Es curioso que Artaud haya hecho el paralelo entre la sierra Tarahumara y La Natividad de El Bosco. Es el nacimiento que está en juego, un nacimiento a partir de la tradición de la vida. La cultura cristiana ha destruido brutalmente el mundo americano. En la sierra Tarahumara, los indios le explican lo que conservan de lo original, le inducen a creer en una red de correspondencias naturales, tanto en el plano mental como en el plano cósmico. Artaud nos dice al respecto: “Por increíble que parezca los indios Tarahumara viven como si hubieran muerto, los habita una especie de embrujamiento psicológico, los indios viven a despecho de todas las teorías médicas, conocen el árbol de la vida que pasa por el centro de la realidad. Se me ocurriría que este simbolismo disimula una ciencia, cuando todo un país desarrolla en la piedra una filosofía paralela a la de los hombres…”. De qué ciencia se trata es otra cosa. No nos podemos a veces imaginar la trascendencia de ciertos fenómenos, y es difícil incluso, a partir de un trabajo de hormiga, dar en el clavo. No importa. Antonin Artaud nos informa: “Lo que salía de mi bazo o de mi hígado tenía la forma de las letras de un alfabeto muy antiguo y misterioso masticado por una enorme boca, pero espantosamente inyectada,orgullosa,ilegible,celosa de su invisibilidad,y dichos signos se veían barridos en todos los sentidos del espacio, al tiempo que me pareció que subía, pero no solo... En un momento determinado algo así como un viento se levanto y los espacios retrocedieron. Del lado donde estaba mi bazo se produjo un vacío inmenso que se peino en gris y rosa como la orilla del mar. Y en el fondo de dicho vacío apareció la forma de una raíz abortada, una especie de J que tuviese en su cima tres ramas y sobre ellas una E triste y brillante como un ojo. Llamas salieron de la oreja izquierda de J y pasando por detrás de ella parecieron empujar todas las cosas hacia la derecha, del lado donde estaba mi hígado, pero mucho más allá de él”. Se ve claramente que el Surrealismo ha compenetrado a esta zona, pues allí también, según Breton, se da de forma espontánea la atmósfera surrealista, esa combustión, esa imponente inverosimilitud, ese cargar con letras la trama de lo mental/físico, esa abstracta comunión con el espíritu y obviamente, con su destino que es, aunque sea por un lapso, penetrar el mundo del significado, expresado de una forma tan abstracta como lo hace Artaud en sus momentos de máxima lucidez.

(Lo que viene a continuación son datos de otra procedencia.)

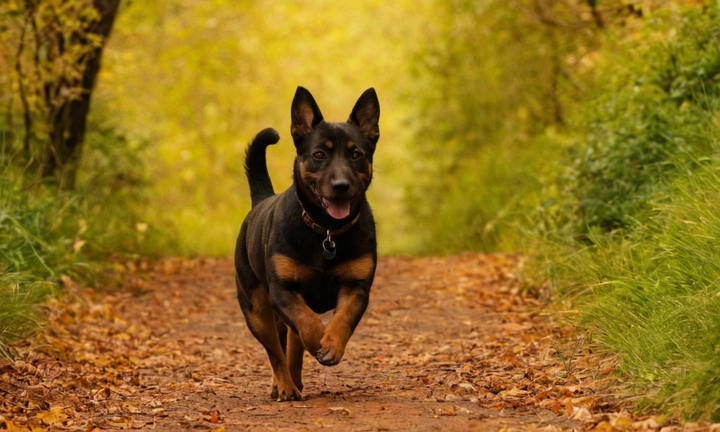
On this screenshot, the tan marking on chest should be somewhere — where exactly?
[272,254,315,282]
[330,254,375,280]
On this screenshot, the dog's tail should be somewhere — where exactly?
[245,128,280,207]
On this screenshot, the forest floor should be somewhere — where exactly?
[0,254,710,432]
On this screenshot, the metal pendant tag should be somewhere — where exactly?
[323,230,337,260]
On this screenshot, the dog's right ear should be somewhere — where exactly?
[290,86,323,145]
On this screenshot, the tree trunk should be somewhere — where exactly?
[42,0,120,189]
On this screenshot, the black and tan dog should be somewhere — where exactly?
[235,87,380,401]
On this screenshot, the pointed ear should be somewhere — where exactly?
[290,87,323,143]
[348,87,380,146]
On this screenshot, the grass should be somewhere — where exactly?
[544,161,720,421]
[0,110,175,355]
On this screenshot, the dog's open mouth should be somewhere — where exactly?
[321,198,350,219]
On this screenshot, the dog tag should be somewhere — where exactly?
[323,231,337,260]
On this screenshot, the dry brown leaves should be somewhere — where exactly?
[0,254,711,431]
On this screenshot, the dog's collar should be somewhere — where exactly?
[298,199,360,260]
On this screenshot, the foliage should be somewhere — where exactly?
[0,0,119,189]
[0,102,172,352]
[535,6,720,421]
[563,5,720,235]
[102,0,430,256]
[407,0,637,252]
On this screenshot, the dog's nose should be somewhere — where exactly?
[331,180,350,192]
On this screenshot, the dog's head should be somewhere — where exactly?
[290,87,380,219]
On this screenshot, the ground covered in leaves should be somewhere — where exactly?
[0,254,710,432]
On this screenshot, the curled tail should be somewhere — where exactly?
[245,128,280,207]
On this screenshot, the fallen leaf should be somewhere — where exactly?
[35,407,68,426]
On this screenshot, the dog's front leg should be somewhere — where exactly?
[315,286,370,366]
[270,284,325,356]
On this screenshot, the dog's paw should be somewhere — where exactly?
[270,386,302,402]
[315,344,345,366]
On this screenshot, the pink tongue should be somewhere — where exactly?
[327,200,350,219]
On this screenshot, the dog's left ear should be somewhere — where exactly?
[290,86,323,145]
[348,87,380,147]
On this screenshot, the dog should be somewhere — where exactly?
[235,87,380,401]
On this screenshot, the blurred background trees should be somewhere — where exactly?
[0,0,720,419]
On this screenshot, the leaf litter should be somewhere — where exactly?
[0,253,720,432]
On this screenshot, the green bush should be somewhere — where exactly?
[0,109,171,354]
[563,10,720,236]
[534,6,720,421]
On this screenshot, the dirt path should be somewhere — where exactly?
[0,254,656,431]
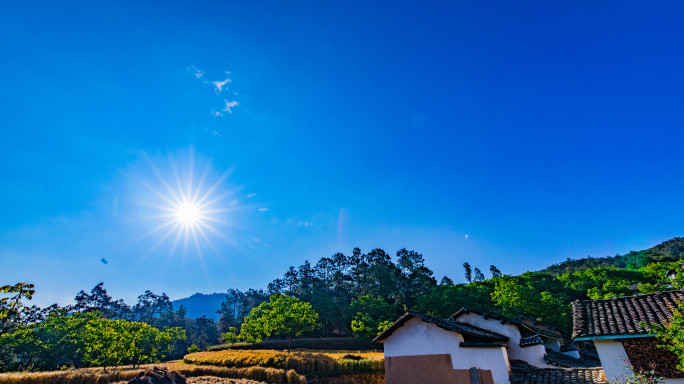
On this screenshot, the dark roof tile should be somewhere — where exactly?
[572,290,684,338]
[449,307,563,339]
[544,349,598,368]
[510,368,607,384]
[373,312,508,342]
[520,335,544,348]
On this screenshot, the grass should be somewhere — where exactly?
[207,337,382,351]
[183,349,384,376]
[0,350,384,384]
[0,361,292,384]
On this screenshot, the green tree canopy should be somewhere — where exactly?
[240,294,318,351]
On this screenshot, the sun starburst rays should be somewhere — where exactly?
[134,152,237,264]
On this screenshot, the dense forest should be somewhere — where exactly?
[0,238,684,370]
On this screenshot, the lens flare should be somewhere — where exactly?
[135,151,236,258]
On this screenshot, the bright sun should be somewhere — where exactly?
[175,199,202,226]
[138,153,235,257]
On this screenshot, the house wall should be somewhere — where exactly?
[594,340,632,382]
[594,339,684,384]
[456,312,560,368]
[542,336,560,352]
[384,318,510,384]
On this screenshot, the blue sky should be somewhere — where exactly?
[0,1,684,305]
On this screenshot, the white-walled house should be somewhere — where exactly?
[449,307,588,368]
[375,310,603,384]
[572,291,684,384]
[375,312,510,384]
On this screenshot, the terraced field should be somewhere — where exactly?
[0,350,384,384]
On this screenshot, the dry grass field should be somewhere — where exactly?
[0,361,288,384]
[0,350,384,384]
[183,349,384,376]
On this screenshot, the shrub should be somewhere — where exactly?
[183,349,384,376]
[207,337,382,351]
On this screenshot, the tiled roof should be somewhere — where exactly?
[520,335,544,348]
[572,290,684,338]
[544,349,599,368]
[510,368,607,384]
[449,307,563,339]
[373,312,508,342]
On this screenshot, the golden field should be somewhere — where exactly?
[0,350,385,384]
[183,349,384,376]
[0,361,306,384]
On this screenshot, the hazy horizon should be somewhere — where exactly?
[0,1,684,305]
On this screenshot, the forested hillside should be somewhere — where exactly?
[0,238,684,370]
[541,237,684,275]
[171,293,226,321]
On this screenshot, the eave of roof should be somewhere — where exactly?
[510,368,607,384]
[572,290,684,340]
[449,307,563,339]
[373,312,508,343]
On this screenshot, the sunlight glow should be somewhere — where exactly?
[176,199,202,226]
[135,151,238,260]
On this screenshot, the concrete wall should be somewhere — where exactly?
[385,353,494,384]
[594,339,684,384]
[384,318,510,384]
[561,350,580,359]
[456,312,560,368]
[594,340,632,381]
[542,336,560,352]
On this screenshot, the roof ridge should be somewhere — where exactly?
[573,288,684,303]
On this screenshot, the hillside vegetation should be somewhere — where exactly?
[0,238,684,374]
[541,237,684,275]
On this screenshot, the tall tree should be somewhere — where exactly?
[240,295,318,352]
[463,261,473,283]
[473,268,485,281]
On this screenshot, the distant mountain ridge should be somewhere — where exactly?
[171,293,226,321]
[540,237,684,275]
[171,237,684,321]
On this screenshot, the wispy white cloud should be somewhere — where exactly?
[186,65,204,79]
[186,65,239,121]
[211,79,232,95]
[221,99,240,113]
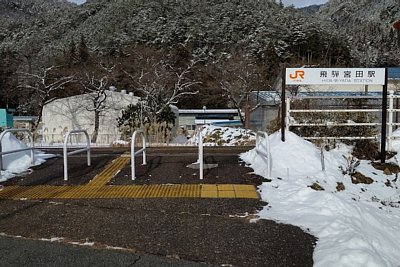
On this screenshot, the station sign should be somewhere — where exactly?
[285,68,385,85]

Esta experiencia entre los Tarahumara provoca un cataclismo en la comprensión. Arma la comprensión de los rayos del sol y la piedra. Al mismo tiempo pareciera encarnar el desplazamiento verbal de este libro. Artaud escribe con el cuerpo, con cada partícula. En su paso por este mundo, no dejó ni un instante, el espacio en medio. Es su cuerpo también el metabolizador del abismo. “Abismo carnal”,como él mismo lo denomina, abismo químico. En todos sus textos presenciamos esa rarefacción, ese algodón mental. Es una especie de escribir con los huesos, prolongar el cuerpo en el libro y atravesar con él la vida. Veo los testimonios de una existencia profunda y heroica, sin escape posible. André Breton no declara en vano que Artaud llevó más lejos la reivindicación surrealista. Termino este artículo con una frase del propio Antonin Artaud: “No quiero ser para siempre sino ese poeta que se sacrificó en la cábala del ello, por la concepción inmaculada de las cosas”.